No single habit, good or bad, is the culprit of any kind of behavior.

Tiny habits accumulate over time to create patterns of behavior. While it can feel like that behavior is in your DNA, that's simply not the case.

You can change who you are through what you do

Once you decide who you want to be, you can become that person through a series of small wins. 

Change happens when that habit becomes part of your identity.

You’re not just trying to run a marathon, you’re a marathon runner!

Why It Matters

Your habits are the building blocks of your identity. More specifically, your habits are how you embody your identity. If you draw each day, you embody the identity of an artist.

Identity-based habits by James Clear
Identity-based habits by James Clear. Source: jamesclear.com
How You Can Use It

The first step to change habits and behaviors is zeroing in on what you want to change or accomplish. These changes don’t have to be seismic, either. 

Let’s say you want to clean your apartment more often, but you’ve never seen yourself as a habitual cleaner. That’s okay! 

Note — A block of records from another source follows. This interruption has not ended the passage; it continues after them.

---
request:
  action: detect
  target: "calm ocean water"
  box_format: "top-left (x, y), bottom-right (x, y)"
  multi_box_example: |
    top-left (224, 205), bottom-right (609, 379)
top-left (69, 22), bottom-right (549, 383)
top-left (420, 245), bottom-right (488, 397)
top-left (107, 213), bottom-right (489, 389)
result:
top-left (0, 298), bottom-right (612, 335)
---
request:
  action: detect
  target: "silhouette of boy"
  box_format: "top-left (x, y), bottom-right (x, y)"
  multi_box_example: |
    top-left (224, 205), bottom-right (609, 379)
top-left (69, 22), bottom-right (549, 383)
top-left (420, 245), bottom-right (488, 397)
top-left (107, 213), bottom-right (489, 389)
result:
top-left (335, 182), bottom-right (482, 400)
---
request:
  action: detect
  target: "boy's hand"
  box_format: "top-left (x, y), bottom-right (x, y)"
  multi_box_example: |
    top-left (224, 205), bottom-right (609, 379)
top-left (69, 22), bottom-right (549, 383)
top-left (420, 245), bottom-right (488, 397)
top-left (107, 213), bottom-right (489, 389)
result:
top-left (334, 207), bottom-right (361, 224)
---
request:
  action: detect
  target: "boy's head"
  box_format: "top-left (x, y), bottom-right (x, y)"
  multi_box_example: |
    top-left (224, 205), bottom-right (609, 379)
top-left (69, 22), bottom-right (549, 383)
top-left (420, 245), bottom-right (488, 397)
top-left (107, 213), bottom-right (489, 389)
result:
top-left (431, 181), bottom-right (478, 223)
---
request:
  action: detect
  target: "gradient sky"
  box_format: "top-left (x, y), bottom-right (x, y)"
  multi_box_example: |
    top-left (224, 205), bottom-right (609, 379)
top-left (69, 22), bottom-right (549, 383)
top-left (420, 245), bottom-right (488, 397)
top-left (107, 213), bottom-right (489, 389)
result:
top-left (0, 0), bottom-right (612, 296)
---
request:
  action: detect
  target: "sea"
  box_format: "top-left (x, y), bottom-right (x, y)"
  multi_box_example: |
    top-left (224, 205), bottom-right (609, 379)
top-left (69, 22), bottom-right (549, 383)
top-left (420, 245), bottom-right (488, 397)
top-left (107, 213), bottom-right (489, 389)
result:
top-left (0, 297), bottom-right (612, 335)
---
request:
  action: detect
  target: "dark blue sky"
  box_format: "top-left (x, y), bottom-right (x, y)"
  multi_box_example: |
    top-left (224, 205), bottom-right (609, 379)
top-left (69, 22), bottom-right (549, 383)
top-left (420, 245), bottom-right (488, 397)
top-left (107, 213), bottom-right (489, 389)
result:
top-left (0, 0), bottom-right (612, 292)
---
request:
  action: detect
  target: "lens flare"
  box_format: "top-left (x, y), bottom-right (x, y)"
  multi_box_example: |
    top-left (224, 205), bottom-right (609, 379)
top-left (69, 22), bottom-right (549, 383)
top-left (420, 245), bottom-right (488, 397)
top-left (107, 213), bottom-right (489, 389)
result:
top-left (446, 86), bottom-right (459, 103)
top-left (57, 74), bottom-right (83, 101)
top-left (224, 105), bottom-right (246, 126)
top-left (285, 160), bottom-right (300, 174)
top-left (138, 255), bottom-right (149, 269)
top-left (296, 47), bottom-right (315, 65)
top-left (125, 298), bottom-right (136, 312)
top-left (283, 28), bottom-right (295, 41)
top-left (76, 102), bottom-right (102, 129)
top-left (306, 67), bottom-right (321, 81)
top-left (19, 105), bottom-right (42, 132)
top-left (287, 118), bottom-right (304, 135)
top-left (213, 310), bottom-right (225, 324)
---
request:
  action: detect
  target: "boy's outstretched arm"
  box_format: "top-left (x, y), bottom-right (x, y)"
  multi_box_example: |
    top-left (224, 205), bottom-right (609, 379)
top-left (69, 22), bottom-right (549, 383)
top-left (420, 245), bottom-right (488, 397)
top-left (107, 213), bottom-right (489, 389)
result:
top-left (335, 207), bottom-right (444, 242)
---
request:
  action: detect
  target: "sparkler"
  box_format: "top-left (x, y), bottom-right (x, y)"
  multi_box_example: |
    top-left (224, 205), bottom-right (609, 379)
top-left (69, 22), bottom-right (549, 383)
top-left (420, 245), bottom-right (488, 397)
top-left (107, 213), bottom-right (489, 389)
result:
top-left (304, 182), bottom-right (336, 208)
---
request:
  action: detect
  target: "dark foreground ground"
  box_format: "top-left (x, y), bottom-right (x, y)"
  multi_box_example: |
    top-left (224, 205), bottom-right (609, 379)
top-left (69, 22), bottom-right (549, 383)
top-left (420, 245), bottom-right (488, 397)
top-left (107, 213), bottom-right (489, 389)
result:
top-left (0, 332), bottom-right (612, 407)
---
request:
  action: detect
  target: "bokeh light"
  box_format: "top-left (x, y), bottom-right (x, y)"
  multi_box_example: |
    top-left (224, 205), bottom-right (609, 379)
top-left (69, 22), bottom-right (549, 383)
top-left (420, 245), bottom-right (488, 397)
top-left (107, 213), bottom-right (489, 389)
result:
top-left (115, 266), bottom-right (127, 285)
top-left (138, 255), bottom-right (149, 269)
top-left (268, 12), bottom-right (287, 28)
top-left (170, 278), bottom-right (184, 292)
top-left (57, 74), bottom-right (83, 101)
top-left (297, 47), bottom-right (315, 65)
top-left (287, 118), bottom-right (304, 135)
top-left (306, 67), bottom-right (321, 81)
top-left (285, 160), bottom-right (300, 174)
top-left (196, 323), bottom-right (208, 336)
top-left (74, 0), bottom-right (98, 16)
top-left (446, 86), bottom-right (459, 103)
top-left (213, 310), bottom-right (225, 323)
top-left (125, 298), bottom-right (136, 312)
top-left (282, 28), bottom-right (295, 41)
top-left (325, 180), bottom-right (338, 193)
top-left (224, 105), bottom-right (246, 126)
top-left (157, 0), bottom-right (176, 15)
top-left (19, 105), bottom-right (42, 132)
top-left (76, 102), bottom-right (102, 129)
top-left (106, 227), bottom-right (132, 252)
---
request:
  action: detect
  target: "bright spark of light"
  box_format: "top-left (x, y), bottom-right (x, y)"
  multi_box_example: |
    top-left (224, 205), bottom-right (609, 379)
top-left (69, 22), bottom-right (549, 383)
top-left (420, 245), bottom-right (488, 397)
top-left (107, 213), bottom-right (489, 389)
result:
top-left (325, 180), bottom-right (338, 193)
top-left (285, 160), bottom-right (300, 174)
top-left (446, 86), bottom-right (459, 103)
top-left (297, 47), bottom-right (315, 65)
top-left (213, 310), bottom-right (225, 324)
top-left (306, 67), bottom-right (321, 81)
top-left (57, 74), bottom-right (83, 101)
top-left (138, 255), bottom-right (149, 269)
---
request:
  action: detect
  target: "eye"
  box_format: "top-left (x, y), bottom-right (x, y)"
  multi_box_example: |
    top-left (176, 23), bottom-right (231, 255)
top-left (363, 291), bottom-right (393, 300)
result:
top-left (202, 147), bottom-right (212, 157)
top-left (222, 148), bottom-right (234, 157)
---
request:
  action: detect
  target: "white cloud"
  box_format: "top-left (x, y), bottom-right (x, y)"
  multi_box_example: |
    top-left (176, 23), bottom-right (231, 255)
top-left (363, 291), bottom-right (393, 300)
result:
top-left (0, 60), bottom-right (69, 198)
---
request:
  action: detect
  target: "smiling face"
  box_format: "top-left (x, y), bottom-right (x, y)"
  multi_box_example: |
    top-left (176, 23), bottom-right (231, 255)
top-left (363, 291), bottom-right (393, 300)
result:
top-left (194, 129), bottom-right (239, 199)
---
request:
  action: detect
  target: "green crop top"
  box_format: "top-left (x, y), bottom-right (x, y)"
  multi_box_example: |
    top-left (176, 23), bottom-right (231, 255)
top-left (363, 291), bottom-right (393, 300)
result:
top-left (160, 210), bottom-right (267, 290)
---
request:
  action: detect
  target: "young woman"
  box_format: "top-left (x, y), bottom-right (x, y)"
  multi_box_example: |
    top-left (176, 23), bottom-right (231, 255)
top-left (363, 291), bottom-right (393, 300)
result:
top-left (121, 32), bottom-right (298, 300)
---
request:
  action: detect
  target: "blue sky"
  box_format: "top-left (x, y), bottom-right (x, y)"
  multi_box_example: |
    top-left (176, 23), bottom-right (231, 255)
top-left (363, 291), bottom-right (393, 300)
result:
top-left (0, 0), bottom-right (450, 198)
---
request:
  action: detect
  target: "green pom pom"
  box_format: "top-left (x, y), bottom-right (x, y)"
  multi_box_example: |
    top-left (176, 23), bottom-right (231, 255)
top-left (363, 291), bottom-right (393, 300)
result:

  • Write down what you want to change.
  • Keep the goal small and specific. 

Rather than, “I want to be better at cleaning,” write down, “I want to wash the dishes at the end of each meal.” 

You’ll find that small, incremental actions can—and will—lead to new habits. 

💡 Decide who you want to be. Prove you can do it with small wins.

Reflect and Learn More
  1. Reflect on what you just learned about how habits form identity.
  2. Consider how your colleagues' habits contribute to team identity.
  3. Lastly, make a list of 1-3 habits you'd like to see change. What new identity would you like the team to embody?

For example: I want my team to work smarter, not harder. I want us to be known as a reliable, efficient team that doesn’t waste anyone’s time.